The “Digital Court” Mechanism

Researchers have introduced a new way to perform legal functions in the form of “Digital Court”. Researchers from the University of Tokyo and the University of British Columbia have worked together to develop a “digital court” mechanism by utilizing blockchain technology.


Professors Hitoshi Matsushima from the University of Tokyo’s Department of Economics and Shunya Noda from the University of British Columbia’s Vancouver School of Economics used blockchain technology to design this mechanism. This mechanism has been developed on the basis of the existing idea of smart contracts.

This blockchain-powered digital court mechanism has been created for the purpose of settling legal disputes ‘without the need for a costly legal process’.

The areas of auctions, business contracts, and sales could make use of this mechanism.

How the digital court mechanism works

Professor Hitoshi Matsushima explains the working process of this blockchain-powered digital court mechanism in a press release published on April 6, 2020.

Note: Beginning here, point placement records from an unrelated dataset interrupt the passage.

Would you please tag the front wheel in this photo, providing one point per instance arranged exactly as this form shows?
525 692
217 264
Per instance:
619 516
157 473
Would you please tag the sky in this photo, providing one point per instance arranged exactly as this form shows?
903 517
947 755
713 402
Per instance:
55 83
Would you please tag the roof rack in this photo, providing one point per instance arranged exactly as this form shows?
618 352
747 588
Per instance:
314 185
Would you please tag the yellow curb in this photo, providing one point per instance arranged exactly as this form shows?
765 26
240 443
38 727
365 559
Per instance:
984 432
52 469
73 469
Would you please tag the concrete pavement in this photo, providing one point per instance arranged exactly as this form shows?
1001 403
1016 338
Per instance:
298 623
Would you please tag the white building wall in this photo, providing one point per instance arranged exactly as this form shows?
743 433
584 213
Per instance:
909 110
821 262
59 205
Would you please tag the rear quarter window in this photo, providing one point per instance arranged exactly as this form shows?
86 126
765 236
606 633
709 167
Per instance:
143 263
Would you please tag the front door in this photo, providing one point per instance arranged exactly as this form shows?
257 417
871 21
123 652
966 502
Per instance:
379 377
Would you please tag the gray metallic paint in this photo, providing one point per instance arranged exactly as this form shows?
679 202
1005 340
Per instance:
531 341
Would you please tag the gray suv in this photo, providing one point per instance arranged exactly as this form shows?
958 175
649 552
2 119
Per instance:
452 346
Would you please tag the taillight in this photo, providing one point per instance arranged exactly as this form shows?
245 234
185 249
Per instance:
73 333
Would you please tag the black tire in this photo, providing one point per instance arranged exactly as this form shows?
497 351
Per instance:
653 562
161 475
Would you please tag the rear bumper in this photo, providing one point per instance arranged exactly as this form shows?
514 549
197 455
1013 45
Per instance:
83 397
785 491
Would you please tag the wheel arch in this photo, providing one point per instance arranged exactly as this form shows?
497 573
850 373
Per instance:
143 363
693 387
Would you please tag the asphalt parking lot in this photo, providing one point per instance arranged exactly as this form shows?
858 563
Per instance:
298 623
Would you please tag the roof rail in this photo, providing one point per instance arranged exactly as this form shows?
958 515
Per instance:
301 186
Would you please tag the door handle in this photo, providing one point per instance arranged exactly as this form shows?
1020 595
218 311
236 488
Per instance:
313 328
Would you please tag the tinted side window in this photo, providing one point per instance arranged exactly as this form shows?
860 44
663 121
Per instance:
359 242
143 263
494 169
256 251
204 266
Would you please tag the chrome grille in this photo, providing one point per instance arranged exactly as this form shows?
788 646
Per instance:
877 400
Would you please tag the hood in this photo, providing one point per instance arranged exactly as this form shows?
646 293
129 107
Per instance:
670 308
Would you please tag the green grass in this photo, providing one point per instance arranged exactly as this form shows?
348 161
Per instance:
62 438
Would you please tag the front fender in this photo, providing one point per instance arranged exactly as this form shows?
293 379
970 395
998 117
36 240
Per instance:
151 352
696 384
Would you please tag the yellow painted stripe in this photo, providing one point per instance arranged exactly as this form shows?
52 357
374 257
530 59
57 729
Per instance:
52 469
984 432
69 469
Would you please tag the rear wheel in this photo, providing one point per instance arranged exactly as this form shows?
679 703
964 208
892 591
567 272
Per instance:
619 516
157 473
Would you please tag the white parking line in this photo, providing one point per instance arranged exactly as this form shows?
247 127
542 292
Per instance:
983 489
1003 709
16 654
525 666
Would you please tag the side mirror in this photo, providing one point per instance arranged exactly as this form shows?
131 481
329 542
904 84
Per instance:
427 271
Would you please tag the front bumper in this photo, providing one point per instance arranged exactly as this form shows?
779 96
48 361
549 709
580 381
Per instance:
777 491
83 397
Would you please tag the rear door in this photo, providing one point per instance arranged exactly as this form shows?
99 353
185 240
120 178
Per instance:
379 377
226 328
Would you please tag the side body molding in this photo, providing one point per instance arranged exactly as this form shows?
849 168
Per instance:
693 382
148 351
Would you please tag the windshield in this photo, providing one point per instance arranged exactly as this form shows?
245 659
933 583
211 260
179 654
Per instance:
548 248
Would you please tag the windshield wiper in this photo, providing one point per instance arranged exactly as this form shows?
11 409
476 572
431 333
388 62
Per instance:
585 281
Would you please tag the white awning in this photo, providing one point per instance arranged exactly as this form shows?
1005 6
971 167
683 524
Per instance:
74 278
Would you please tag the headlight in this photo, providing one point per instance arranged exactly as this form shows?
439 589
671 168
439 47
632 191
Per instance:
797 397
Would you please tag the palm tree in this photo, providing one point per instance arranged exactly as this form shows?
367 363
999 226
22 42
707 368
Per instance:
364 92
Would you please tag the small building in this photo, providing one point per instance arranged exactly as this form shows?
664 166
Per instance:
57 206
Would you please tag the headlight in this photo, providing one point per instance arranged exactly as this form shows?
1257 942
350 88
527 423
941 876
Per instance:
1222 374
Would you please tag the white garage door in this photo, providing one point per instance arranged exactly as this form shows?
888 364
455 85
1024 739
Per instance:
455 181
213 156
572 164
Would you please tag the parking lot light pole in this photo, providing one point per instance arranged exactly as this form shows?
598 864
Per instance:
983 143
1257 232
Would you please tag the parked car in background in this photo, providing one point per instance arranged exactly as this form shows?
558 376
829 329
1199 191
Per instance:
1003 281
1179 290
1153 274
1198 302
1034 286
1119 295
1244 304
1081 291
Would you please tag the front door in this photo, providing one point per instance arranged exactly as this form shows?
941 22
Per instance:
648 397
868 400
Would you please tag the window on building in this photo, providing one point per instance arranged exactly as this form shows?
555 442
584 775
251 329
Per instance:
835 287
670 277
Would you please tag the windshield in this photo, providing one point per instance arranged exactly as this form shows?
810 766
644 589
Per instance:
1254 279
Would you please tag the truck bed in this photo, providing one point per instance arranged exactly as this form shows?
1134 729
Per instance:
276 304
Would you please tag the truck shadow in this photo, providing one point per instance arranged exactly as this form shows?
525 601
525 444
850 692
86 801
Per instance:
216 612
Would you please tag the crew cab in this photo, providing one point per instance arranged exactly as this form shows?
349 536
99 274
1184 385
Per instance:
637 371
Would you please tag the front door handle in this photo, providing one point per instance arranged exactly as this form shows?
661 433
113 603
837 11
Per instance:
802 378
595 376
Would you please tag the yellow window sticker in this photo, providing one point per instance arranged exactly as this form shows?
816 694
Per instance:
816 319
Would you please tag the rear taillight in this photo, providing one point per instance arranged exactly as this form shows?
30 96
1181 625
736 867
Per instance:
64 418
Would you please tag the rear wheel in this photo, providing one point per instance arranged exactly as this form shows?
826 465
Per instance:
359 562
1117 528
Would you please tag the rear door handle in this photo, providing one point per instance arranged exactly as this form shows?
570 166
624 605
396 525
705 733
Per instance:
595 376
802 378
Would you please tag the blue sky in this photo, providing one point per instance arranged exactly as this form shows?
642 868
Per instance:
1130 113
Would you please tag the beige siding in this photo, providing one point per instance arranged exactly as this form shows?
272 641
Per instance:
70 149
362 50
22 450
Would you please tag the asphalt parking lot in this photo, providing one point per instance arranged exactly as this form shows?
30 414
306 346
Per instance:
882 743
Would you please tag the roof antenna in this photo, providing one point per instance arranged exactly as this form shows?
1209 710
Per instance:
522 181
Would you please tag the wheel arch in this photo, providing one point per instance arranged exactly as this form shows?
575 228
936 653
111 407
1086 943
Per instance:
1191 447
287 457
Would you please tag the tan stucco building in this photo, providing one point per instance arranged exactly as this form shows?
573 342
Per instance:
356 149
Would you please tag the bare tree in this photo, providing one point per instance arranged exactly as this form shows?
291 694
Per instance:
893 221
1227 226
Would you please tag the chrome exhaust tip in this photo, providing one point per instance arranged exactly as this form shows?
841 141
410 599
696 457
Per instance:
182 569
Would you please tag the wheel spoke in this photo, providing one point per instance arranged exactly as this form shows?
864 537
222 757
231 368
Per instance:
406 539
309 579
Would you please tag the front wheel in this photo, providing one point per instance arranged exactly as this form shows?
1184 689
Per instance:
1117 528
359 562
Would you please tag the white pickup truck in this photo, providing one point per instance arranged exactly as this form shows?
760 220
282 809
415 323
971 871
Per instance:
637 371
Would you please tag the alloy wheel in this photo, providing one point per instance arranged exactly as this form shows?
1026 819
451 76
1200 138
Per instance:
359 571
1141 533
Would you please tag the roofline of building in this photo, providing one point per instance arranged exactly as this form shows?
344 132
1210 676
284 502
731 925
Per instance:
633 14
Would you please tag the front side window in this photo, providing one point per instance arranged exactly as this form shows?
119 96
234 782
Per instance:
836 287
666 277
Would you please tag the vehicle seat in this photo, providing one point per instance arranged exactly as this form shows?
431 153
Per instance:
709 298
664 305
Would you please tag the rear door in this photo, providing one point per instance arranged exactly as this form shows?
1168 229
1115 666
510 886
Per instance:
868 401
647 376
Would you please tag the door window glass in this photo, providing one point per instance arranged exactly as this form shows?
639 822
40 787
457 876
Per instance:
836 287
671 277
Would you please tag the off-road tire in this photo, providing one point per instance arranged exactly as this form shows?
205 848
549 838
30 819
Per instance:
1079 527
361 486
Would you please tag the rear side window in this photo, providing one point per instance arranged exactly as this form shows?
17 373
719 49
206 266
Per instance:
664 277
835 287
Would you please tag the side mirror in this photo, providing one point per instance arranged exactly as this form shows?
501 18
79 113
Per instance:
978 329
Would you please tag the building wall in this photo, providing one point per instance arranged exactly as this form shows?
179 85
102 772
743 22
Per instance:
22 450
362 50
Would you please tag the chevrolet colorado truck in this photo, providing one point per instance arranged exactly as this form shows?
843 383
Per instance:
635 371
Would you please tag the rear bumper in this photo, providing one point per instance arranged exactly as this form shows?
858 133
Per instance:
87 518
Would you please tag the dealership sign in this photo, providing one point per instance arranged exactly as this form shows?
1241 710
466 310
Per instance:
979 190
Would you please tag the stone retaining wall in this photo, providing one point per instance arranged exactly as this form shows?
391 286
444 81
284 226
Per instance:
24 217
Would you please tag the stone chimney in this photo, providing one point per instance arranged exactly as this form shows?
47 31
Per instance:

According to Hitoshi Matsushima, the digital court is designed to identify and punish those parties ‘who deviate from legal obligations’.

Matsushima explained digital court in the followings words:

“We designed a digital court which identifies and punishes parties who deviate from legal obligations such as commercial activities but could potentially be any kind of agreement. On suspected violation of some agreement, those involved post their opinions to this digital court. The court algorithmically aggregates the parties’ opinions and judges who violated their agreement. If the digital court judges that a party violated the agreement, the party is fined by withholding a deposit made during the initial agreement.”

Moving ahead, Matsushima highlighted the importance of having a system like the “digital court” mechanism and says that mostly, some of the stages involved in the process occur away from the blockchain which ensures privacy.

“There is a lot of complicated maths involved behind the scenes which end-users would not need to be aware of. But providing there are more honest users than dishonest ones, which fortunately in the real world does seem to be the case, then only those who violate agreements or provide false information are punished. Honest users incur only minute costs for use of this system,” adds Matsushima.